Rundschreiben des Senators für Finanzen Nummer 12/2021 vom 08.11.2021

Aufstieg in die Laufbahngruppe 2 in der Fachrichtung Allgemeine Dienste / Fortbildung zur Vorbereitung auf die Fortbildungsprüfung zur/zum Verwaltungsfachwirt:in

Verteiler: Alle Dienststellen

Über Verteilerlisten:

organisation@dienststelle.bremen.de

personal@dienststelle.bremen.de

Der Senat hat im Rahmen der Ausbildungsplanung 2021 am 15. Dezember 2020 u.a. beschlossen, dass in diesem Jahr ein Lehrgang mit 20 Personen (12 Plätze für Beamt:innen gemäß § 26 Bremische Laufbahnverordnung und 8 Plätze für Tarifbeschäftigte zur Aufstiegsfortbildung zur/zum Verwaltungsfachwirt:in), eingerichtet wird. Nicht genutzte Platzkontingente einer Beschäftigtengruppe können bei Vorliegen der Zulassungsvoraussetzungen durch Bewerber:innen der anderen Gruppe besetzt werden.

Der Lehrgang beginnt voraussichtlich im April 2022

Für die Zulassung zum Aufstieg in die Laufbahngruppe 2 der Fachrichtung Allgemeine Dienste gelten die Richtlinien für den Aufstieg gemäß § 26 Bremische Laufbahnverordnung in der Fachrichtung Allgemeine Dienste vom 22.12.2015 (Brem. ABl. S. 1440).

Für die Zulassung zum Lehrgang zur/zum Verwaltungsfachwirt:in gelten die Richtlinien für die Zulassung zum Lehrgang zur Vorbereitung auf die Fortbildungsprüfung zur Verwaltungsfachwirtin/zum Verwaltungsfachwirt für Tarifbeschäftigte in der jeweils geltenden Fassung.

Voraussetzungen

Gemäß der o.g. Richtlinien können zu dem Lehrgang zugelassen werden:

Beamt:innen, die die zum Zeitpunkt der Ausschreibung die Voraussetzungen für den abgeschichteten Aufstieg nach § 26 BremLVO in Verbindung mit § 25 BremLVO erfüllen, d.h. wenn

-
ihre Eignung, Befähigung und fachliche Leistung dies rechtfertigen und
-
sie sich in ihrer bisherigen Dienstzeit mindestens in einem Amt der Besoldungsgruppe A7 bewährt haben.

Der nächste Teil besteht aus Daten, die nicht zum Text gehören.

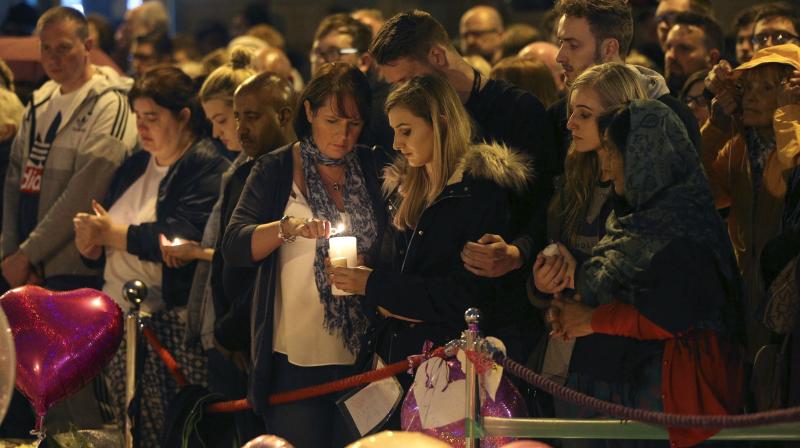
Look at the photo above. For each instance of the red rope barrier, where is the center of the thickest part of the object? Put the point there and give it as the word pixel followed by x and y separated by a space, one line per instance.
pixel 166 357
pixel 328 388
pixel 292 395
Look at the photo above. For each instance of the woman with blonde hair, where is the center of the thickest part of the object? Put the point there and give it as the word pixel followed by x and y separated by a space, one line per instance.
pixel 444 192
pixel 528 74
pixel 226 370
pixel 577 212
pixel 582 202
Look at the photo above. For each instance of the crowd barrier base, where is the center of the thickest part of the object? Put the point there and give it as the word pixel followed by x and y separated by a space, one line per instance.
pixel 554 428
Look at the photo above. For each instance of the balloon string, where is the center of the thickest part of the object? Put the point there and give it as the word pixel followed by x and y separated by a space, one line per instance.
pixel 39 430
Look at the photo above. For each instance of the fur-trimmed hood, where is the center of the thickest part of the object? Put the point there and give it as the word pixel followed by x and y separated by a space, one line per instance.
pixel 506 167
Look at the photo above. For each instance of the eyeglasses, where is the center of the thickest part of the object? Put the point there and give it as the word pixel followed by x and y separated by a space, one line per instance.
pixel 477 34
pixel 58 50
pixel 777 38
pixel 699 100
pixel 334 54
pixel 667 17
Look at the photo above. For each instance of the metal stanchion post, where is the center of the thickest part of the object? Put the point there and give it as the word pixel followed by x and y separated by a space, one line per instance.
pixel 135 292
pixel 472 317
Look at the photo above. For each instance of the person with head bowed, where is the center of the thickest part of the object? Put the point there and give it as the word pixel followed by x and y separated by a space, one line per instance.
pixel 162 195
pixel 444 192
pixel 227 368
pixel 301 334
pixel 578 211
pixel 660 295
pixel 750 156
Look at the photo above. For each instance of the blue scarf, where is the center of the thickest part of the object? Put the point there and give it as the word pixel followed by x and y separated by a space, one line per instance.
pixel 668 198
pixel 343 314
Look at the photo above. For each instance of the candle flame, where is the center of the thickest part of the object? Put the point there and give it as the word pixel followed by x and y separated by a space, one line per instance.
pixel 338 229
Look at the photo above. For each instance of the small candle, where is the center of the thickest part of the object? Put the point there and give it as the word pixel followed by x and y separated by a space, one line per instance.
pixel 344 251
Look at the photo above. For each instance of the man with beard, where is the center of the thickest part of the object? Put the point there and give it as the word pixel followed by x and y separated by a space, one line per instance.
pixel 592 32
pixel 694 43
pixel 481 31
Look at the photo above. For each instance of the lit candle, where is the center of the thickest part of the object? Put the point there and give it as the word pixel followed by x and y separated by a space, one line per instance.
pixel 343 251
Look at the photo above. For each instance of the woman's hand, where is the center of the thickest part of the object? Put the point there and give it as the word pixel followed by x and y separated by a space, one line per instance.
pixel 491 256
pixel 550 273
pixel 91 231
pixel 350 280
pixel 571 263
pixel 178 255
pixel 719 77
pixel 311 228
pixel 570 318
pixel 554 273
pixel 86 239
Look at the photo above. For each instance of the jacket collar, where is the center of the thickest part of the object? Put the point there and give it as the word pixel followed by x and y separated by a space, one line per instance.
pixel 497 163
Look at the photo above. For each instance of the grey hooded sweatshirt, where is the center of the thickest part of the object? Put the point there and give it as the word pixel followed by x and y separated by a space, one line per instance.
pixel 85 152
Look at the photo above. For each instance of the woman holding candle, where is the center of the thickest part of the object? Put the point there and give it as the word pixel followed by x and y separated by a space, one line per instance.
pixel 444 192
pixel 164 191
pixel 301 334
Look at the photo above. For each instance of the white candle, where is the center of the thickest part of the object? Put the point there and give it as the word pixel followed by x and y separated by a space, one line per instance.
pixel 343 247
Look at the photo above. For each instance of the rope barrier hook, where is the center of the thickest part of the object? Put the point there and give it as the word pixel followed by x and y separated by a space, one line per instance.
pixel 471 337
pixel 135 291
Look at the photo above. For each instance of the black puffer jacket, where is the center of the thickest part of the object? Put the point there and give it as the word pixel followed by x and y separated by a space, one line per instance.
pixel 185 198
pixel 421 275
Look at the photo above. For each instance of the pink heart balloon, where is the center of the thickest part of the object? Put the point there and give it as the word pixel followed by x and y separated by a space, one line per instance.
pixel 62 339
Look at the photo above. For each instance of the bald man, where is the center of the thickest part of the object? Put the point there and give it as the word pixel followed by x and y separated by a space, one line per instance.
pixel 547 53
pixel 481 30
pixel 271 59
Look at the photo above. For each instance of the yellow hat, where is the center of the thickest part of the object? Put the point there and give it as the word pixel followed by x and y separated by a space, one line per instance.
pixel 788 54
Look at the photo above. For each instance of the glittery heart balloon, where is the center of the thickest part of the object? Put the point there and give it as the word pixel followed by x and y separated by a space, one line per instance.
pixel 267 441
pixel 436 404
pixel 398 439
pixel 62 340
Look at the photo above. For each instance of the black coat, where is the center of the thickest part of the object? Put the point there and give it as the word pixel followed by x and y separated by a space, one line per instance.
pixel 232 286
pixel 263 200
pixel 422 276
pixel 186 196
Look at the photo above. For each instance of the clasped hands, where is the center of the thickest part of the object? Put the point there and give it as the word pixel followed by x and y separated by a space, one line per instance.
pixel 569 318
pixel 352 280
pixel 91 231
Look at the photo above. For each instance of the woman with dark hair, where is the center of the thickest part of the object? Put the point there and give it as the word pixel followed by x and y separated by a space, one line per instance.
pixel 160 196
pixel 302 335
pixel 660 295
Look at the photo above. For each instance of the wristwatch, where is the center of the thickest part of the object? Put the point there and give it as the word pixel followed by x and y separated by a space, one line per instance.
pixel 281 234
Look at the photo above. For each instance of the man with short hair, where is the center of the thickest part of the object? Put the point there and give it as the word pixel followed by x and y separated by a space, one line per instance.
pixel 340 37
pixel 548 54
pixel 263 108
pixel 149 50
pixel 78 128
pixel 694 43
pixel 593 32
pixel 668 9
pixel 76 131
pixel 413 43
pixel 776 23
pixel 481 32
pixel 744 25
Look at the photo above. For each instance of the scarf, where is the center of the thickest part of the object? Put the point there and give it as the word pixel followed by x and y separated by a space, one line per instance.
pixel 667 197
pixel 343 314
pixel 758 151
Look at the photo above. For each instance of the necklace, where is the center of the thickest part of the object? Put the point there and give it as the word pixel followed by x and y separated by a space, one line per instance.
pixel 336 184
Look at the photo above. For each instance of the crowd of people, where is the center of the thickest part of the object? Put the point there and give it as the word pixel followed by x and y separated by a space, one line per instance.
pixel 629 233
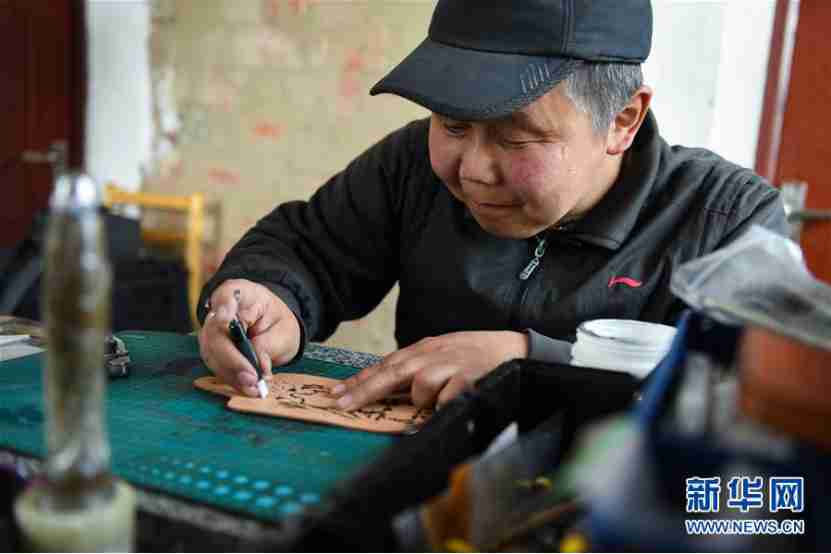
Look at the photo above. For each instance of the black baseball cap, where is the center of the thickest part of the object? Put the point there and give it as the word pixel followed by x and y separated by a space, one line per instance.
pixel 484 59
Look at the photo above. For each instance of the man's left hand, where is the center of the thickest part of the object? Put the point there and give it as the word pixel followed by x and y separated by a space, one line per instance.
pixel 435 369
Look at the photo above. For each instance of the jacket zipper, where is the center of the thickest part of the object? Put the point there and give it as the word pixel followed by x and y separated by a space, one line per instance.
pixel 535 261
pixel 524 275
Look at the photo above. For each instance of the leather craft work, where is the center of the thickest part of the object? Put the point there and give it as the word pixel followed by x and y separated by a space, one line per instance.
pixel 307 398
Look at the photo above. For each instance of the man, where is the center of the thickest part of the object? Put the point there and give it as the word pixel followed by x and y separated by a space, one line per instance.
pixel 537 196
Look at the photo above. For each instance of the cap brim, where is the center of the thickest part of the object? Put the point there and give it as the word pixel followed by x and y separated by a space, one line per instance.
pixel 472 85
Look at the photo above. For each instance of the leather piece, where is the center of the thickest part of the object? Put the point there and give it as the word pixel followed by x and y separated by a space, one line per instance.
pixel 306 398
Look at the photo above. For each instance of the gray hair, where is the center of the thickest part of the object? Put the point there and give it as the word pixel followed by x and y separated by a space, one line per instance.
pixel 602 90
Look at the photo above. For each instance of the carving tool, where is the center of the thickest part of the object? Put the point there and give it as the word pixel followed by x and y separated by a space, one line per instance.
pixel 240 339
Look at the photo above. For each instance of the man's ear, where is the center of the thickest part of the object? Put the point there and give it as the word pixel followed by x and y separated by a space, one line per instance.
pixel 625 126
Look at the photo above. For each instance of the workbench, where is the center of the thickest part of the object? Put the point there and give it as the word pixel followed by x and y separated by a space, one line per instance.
pixel 209 479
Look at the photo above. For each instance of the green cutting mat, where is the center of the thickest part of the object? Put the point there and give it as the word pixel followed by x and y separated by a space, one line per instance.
pixel 169 436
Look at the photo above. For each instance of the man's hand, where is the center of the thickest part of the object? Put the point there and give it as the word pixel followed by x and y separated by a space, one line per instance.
pixel 271 325
pixel 435 369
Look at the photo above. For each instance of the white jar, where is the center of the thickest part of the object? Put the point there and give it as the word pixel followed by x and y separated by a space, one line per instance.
pixel 626 345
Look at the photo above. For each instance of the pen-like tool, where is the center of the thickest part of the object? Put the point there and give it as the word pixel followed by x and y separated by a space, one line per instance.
pixel 243 344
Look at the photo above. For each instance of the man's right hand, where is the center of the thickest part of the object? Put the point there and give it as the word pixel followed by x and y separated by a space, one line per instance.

Die im zweiten Spiegelstrich genannte Voraussetzung muss nicht erfüllt sein, wenn Beamt:innen der Laufbahngruppe 1 eine für den Erwerb der Laufbahnbefähigung erforderliche Ausbildung mindestens mit der Gesamtnote zwei abgeschlossen haben und während der Probezeit mit den ersten zwei Beurteilungen mindestens mit der Gesamtnote vier beurteilt wurden.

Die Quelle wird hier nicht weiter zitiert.